El Twitter es una herramienta para la difusión de información ¿no? Y es muy útil, sobre todo cuando estoy en la carretera. Pero hay veces en que entablamos una especie de relación amor/odio: cuando se convierte en el caldo de cultivo de algún rumor, en un hervidero de especulaciones y ocurrencias, como anoche con toda la matriz de especulación acerca de lo que estaba ocurriendo en el Hospital Militar.
No tenía ni dos horas de haber llegado a Caracas cuando me preguntaron sí sabía lo que estaba pasando, en realidad no tenía ni idea, pero creía saber como "enterarme rápido". Casi me fui a dormir a media noche después de que acepté que no me enteraría de nada.
Reconozco esa sensación -y a lo mejor es una sensación colectiva-, ya la experimenté en diciembre del año pasado. Es una especie de cóctel que mezcla ansiedad con nerviosismo y un poco de miedo producto de la incertidumbre, es el resultado de esperar hacer realidad el deseo de leer una mala noticia en particular. Después de un rato, si la noticia no aparece, se te ocurre que tal vez eres muy masoquista o ingenuo/engañable.

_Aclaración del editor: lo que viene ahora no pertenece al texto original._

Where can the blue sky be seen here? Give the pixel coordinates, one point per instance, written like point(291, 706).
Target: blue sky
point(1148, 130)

Si fue verdad o no, o si fue un experimento del G2 cubano, no lo sé, pero al menos me distraje con las ocurrencias de las otras personas en Twitter: en el hospimil hay harina pan, azúcar, papel toilet; en el hospimil hay dólares a 6,30; en el hospimil murió el bolívar fuerte; y así, cualquier chiste asociado a la tragedia cotidiana.

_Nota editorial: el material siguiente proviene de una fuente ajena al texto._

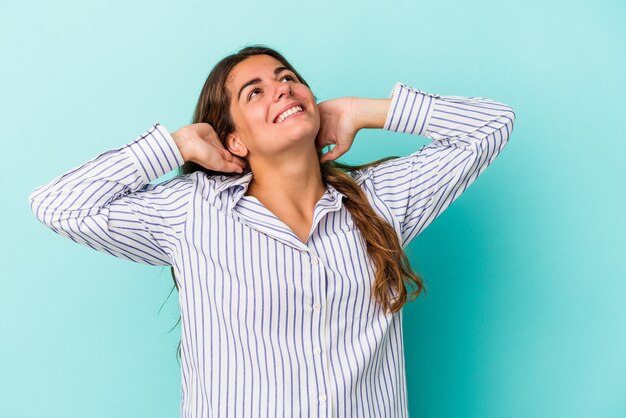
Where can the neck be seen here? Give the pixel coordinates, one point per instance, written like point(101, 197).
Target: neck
point(293, 178)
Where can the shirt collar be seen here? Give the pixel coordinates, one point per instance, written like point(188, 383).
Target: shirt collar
point(239, 185)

Por cierto, me uno al duelo nacional por la pérdida de Oscar Yanes. Dice Pedro Leon Zapata -en Twitter, claro- que su muerte es una mandarina demasiado difícil de chupar. Así son las cosas. QEPD.
y al final si paso algo esa noche?
ResponderEliminarSi había un militar hospitalizado, pero no era del alto mando ni se estaba muriendo, que era lo que decían en Twitter.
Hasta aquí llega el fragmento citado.